Archive for the ‘Post 4.9’ Category

Tuesday, March 27, 5:17 p.m.

“Jack?” I holler into the silent house.


“Go put hydrogen peroxide on your hand, or you’ll get lockjaw or something,” I hiss at Lucy.

“Jack? Are you home?” I call again as Lucy slouches to the bathroom, slamming the door behind her.

I find Jack seated on his living room couch, his feet up on the coffee table. A yellow legal pad is perched on his knees. He has exchanged his office wear for an ancient University of Washington sweatshirt and a pair of loose fitting dad jeans. He’s so focused on what he’s writing that he doesn’t notice me until I slap my hand over the page.

He jumps and looks up at me.

“Oh, you’re home,” he says, as if I live here with Lucy and him, all cozy. “Did you girls have fun shopping?”

“Your daughter is seriously messed up,” I say. “You need to get her in to see a psychologist or something, like today, Jack!”

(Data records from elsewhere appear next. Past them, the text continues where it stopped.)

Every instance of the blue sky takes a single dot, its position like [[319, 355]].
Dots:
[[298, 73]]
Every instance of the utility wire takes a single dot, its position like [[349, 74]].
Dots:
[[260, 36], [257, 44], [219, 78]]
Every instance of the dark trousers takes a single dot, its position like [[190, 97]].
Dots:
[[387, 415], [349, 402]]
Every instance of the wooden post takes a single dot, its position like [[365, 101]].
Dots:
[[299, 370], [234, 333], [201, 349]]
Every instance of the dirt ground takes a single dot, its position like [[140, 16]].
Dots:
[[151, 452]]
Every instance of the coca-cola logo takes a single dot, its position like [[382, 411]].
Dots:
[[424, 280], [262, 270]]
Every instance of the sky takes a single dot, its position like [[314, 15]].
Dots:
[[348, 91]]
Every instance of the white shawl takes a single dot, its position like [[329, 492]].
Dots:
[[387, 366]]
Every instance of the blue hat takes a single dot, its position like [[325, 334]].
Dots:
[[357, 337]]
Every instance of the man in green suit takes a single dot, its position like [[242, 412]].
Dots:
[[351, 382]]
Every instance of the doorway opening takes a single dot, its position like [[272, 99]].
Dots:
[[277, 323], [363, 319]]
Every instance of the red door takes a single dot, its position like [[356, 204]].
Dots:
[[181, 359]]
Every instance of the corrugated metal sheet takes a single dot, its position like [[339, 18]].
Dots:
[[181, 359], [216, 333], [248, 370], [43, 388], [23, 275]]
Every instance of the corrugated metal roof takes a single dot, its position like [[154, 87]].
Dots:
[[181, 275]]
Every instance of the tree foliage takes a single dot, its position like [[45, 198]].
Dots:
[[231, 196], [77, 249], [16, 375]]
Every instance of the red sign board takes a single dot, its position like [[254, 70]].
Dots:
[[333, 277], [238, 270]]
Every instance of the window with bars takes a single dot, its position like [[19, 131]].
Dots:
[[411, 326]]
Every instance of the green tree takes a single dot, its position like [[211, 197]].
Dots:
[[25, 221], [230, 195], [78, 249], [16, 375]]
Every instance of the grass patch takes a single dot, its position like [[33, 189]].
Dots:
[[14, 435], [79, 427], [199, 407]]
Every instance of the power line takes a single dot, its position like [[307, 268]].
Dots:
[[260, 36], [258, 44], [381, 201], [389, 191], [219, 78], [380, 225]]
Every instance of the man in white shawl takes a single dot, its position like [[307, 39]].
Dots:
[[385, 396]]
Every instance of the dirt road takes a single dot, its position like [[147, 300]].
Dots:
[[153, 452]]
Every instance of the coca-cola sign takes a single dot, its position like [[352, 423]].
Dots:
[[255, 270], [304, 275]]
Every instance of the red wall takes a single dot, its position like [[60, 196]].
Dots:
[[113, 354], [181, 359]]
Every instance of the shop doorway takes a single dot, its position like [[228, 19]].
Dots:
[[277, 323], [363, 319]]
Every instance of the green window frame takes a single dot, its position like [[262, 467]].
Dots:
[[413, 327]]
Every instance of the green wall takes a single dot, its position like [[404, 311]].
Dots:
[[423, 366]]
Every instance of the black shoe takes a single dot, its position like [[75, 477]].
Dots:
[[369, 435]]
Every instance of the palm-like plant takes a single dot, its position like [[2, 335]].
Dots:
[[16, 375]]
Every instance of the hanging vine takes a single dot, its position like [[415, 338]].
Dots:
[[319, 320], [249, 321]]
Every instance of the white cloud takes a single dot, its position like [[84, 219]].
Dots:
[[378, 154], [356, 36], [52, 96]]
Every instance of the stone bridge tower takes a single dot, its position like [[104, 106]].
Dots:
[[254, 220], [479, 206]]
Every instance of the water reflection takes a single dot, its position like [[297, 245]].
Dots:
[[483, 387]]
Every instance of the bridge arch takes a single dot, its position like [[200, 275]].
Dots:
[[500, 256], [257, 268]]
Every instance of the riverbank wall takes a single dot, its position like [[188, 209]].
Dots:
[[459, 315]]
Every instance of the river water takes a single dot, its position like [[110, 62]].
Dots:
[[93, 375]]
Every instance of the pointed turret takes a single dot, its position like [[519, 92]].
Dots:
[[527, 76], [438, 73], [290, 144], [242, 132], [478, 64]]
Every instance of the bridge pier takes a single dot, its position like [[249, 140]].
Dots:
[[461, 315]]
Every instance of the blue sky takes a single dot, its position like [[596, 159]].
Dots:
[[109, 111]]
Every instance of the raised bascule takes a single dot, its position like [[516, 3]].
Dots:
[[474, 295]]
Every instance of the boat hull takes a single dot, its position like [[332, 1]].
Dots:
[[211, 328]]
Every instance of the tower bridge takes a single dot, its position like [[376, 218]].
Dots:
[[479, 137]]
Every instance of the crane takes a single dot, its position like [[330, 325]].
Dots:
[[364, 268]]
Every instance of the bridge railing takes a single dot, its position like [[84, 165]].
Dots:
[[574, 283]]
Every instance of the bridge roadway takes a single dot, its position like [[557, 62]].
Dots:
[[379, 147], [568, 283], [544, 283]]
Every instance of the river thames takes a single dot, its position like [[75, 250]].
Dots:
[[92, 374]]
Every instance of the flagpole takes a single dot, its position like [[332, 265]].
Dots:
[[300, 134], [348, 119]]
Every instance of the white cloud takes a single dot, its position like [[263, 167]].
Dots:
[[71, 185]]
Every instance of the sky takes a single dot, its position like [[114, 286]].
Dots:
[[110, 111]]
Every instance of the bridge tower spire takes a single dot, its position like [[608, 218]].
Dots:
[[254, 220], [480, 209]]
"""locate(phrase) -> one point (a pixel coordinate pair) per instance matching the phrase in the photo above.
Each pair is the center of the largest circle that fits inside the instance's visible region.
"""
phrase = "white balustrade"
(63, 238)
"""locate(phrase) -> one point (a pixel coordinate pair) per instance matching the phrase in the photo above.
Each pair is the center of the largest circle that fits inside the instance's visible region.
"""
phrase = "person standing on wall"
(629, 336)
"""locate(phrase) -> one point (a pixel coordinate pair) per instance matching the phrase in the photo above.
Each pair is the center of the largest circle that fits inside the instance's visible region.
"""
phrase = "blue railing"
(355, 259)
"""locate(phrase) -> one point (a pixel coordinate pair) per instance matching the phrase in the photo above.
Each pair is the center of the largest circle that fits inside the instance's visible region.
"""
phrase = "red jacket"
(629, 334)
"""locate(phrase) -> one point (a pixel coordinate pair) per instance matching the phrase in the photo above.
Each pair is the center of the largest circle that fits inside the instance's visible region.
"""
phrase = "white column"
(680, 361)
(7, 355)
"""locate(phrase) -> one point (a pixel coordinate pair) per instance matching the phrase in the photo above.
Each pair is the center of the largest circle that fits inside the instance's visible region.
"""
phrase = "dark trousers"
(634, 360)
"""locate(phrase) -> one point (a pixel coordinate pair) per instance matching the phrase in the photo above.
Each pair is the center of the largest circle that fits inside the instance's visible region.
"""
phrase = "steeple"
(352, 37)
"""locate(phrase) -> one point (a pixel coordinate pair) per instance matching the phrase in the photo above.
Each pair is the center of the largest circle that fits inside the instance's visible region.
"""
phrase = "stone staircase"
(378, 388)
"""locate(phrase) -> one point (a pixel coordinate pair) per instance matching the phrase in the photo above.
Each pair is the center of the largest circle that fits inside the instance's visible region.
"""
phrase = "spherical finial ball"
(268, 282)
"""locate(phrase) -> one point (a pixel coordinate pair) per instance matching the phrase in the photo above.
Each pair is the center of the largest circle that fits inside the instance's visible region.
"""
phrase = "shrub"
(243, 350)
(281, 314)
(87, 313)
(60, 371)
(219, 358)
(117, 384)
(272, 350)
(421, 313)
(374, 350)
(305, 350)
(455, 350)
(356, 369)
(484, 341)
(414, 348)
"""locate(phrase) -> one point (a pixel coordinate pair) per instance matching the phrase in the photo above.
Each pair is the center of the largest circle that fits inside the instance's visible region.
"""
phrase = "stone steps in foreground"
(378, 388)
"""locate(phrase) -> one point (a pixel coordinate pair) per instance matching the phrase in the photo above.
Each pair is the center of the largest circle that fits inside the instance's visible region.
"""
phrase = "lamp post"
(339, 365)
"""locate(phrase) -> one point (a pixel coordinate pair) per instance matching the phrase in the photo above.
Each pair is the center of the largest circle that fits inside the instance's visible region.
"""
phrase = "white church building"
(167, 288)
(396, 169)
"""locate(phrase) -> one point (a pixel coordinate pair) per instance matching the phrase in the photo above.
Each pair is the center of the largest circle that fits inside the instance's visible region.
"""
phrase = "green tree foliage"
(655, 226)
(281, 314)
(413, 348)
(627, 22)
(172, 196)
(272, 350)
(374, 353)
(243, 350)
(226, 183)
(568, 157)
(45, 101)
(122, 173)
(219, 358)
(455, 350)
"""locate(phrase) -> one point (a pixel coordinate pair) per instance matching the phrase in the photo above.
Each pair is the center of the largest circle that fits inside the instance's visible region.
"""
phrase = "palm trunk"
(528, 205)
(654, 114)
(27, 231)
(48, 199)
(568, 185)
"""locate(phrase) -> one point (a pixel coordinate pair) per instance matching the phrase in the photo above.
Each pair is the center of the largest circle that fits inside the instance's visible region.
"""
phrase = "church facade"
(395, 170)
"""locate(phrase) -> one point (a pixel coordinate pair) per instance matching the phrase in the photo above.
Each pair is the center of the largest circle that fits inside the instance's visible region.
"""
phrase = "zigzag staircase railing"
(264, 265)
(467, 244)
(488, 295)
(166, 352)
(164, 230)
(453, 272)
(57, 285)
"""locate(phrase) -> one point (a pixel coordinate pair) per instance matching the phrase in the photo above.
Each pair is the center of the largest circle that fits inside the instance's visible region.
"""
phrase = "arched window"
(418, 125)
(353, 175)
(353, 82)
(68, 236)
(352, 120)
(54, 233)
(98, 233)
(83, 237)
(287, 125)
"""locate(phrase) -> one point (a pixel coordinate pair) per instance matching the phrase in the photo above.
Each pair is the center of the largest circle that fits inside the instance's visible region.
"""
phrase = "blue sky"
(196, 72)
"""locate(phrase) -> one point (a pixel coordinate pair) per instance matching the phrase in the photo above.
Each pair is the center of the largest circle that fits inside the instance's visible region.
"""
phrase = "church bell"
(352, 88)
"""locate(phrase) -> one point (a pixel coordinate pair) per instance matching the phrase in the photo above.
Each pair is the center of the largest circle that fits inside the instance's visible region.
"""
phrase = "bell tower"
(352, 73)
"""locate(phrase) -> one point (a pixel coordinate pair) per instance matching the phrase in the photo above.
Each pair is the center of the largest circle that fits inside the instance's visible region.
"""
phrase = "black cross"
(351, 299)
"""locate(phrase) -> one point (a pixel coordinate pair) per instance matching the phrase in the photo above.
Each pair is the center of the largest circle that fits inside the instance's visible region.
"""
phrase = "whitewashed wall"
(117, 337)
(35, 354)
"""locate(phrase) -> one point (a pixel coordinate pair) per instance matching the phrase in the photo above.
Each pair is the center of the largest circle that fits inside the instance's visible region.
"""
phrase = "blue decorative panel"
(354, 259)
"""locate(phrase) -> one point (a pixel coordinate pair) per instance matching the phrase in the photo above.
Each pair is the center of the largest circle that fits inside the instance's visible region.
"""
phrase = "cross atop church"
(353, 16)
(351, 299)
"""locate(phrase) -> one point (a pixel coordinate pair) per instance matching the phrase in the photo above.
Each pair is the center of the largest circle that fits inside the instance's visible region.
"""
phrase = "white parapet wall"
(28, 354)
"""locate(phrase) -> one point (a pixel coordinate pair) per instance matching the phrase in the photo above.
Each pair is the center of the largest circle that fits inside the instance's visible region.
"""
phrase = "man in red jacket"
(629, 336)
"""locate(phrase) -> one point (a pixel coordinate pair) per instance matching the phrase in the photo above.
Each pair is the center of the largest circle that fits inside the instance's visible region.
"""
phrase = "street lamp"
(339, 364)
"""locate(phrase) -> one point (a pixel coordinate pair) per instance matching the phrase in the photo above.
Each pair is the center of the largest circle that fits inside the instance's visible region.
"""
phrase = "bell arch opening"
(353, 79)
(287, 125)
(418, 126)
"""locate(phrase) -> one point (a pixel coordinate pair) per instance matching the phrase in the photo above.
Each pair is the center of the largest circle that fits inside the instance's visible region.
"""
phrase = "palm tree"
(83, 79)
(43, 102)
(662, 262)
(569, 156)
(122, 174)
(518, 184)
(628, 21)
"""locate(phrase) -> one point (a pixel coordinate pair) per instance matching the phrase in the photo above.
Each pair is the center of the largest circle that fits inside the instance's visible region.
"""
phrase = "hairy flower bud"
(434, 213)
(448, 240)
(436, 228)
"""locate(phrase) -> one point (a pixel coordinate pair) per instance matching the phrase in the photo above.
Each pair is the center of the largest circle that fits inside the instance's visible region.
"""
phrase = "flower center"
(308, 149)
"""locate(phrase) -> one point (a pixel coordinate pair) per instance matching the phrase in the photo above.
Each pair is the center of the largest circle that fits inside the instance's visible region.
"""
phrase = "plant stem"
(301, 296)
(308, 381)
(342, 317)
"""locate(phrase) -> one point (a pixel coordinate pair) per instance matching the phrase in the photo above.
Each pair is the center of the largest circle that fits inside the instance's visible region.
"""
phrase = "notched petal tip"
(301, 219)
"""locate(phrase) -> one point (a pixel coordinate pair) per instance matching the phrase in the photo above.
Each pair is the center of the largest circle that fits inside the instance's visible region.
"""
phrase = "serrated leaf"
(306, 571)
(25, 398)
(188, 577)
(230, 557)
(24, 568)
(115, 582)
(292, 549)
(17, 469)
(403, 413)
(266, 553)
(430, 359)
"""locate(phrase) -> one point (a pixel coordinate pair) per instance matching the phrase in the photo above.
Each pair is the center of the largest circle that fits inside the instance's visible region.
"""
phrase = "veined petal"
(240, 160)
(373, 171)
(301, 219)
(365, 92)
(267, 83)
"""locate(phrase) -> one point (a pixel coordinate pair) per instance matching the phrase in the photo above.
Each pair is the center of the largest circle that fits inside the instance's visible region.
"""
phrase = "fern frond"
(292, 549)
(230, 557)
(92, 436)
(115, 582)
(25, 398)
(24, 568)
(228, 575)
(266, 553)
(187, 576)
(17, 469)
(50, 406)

I hope Lucy isn’t standing horrified in the doorway. I glance over my shoulder, find it mercifully empty, and turn back to Jack.

“Lucy’s very religious,” he sighs. “Probably picked it up from her grandmother. I never encourage her.”

“This isn’t some Catholic thing,” I say. “She’s weird as hell!”

Again, I glance over my shoulder to make sure she isn’t eavesdropping in the doorway. I lower my voice.

“She’s the psychologically damaged kind of weird. You need to get her professional help, or something bad is going to happen,” I say.

Jack shakes his bristly head dismissively.

“She’ll outgrow it. Want some coffee?”

I’m surprised he doesn’t offer me a drink: something ruinous like vodka or Scotch.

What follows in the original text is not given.